Tak hanya Damar, satu per satu warga Dusun Ebunut angkat kaki dari tanah mereka. Ada warga yang tanahnya masih bersengketa, ada juga yang mendapatkan ganti rugi senilai Rp 10 juga hingga Rp 20 juta karena tak memiliki dokumen.
Mobil bak terbuka silih berganti memasuki Kampung Ebunut yang berada di tengah kawasan Sirkuit MotoGP. Mobil itu mengangkut barang milik warga seperti perabotan rumah tangga ke kampung lain.
Warga lainnya, Mawar mengaku belum memiliki tempat tinggal baru. Uang ganti rugi telah habis. Ia mengaku akan tinggal di gazebo untuk sementara sampai ada rumah untuk ditempati.

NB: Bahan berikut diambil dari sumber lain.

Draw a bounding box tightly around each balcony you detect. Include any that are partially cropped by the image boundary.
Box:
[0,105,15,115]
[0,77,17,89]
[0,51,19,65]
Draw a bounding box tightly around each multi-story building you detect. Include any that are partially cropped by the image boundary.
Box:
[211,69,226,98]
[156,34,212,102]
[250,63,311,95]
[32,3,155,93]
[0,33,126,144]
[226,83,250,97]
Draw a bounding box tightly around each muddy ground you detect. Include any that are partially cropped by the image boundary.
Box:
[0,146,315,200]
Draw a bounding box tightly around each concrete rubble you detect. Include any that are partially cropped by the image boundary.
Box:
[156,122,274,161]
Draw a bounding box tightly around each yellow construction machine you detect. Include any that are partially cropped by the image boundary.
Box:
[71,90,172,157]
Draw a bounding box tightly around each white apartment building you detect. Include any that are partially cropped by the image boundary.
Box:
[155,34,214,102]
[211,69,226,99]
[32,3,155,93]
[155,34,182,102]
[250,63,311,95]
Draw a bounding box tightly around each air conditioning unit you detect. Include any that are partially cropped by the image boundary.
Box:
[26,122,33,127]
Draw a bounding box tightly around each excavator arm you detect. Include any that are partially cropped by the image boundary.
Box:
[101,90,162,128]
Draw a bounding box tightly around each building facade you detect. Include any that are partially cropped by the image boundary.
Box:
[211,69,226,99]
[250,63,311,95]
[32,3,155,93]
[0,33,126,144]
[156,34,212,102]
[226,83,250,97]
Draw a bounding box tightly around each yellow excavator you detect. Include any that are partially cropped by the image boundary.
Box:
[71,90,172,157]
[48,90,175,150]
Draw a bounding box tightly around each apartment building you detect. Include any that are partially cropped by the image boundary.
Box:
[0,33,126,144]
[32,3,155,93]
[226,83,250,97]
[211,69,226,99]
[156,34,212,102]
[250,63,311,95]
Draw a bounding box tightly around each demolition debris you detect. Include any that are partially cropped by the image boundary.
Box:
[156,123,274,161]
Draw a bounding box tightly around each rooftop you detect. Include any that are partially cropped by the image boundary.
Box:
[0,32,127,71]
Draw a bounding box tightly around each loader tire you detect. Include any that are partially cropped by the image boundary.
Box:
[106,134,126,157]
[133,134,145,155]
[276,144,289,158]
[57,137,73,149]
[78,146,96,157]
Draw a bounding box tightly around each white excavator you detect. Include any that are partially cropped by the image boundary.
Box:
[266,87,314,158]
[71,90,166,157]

Rahmat (52), warga lainnya, juga sedang membereskan bangunan untuk pindah. Rumahnya hanya diganti Rp 10 juta.
Sementara gazebo miliknya tak dibayar, padahal biasanya gazebo berkaki enam harganya mencapai Rp 10 juta.
Damar, Lucile Job, Mawar, Rahmat dan warga lain memang memilih membongkar sendiri rumah mereka. Harapannya, ada material yang bisa terpakai untuk membangun rumah di temat lain.
Damar, istri dan anak-anaknya untuk sementara memilih mengontrak rumah di kawasan Kuta, Lombok Tengah. Sebagian besar warga menolak tinggal sementara di tempat relokasi karena bangunan yang tak layak.
"Di sana sangat sempit, panas dan tidak layak ditempati, atapnya sangat bising, kalau hujan turun airnya bisa masuk karena rendah," Kata Lucile dalam bahasa Indonesia yang fasih.
Baca juga: Soal Pelanggaran HAM dalam Pembangunan Kawasan Mandalika, Ini Tanggapan Wamen BUMN
Lucile mengaku kecewa atas kebijakan pemerintah yang memaksa warga membongkar rumahnya saat Ramadhan tiba.
"Ini diminta pergi saat puasa tiba, tidak ada respek bagi warga yang terdampak oleh proyek besar ini," katanya sambil mendekap bayinya.
Selain tanah dan bangunan, proyek sirkuit itu juga membuat 300 makan terbongkar. Warga juga membongkar sendiri makam keluarga mereka.
Mereka mengumpulkan tulang belulang keluarga mereka untuk dipindahkan ke makam di luar kawasan sirkuit.
"Ini betul betul menyakitkan, bayangkan kami saja terusir, hingga jejak kematian kami harus angkat kaki dari tanah ini, seolah tidak boleh ada jejak kami yang tertinggal di kawasan sirkuit ini," kata Sibawaeh, warga yang memilih bertahan di tanahnya, di tikungan sembilan Sirkuit Mandalika.
Sibawaeh mengaku ada makam keluarganya yang juga dibongkar, dan itu membuatnya kecewa.
Satir (53), warga Ebunut yang juga memilih bertahan di lahan yang ditempatinya bersama orang tuanya, merasakan hal yang sama. Makam sanak keluarganya harus dibongkar karena proyek sirkuit.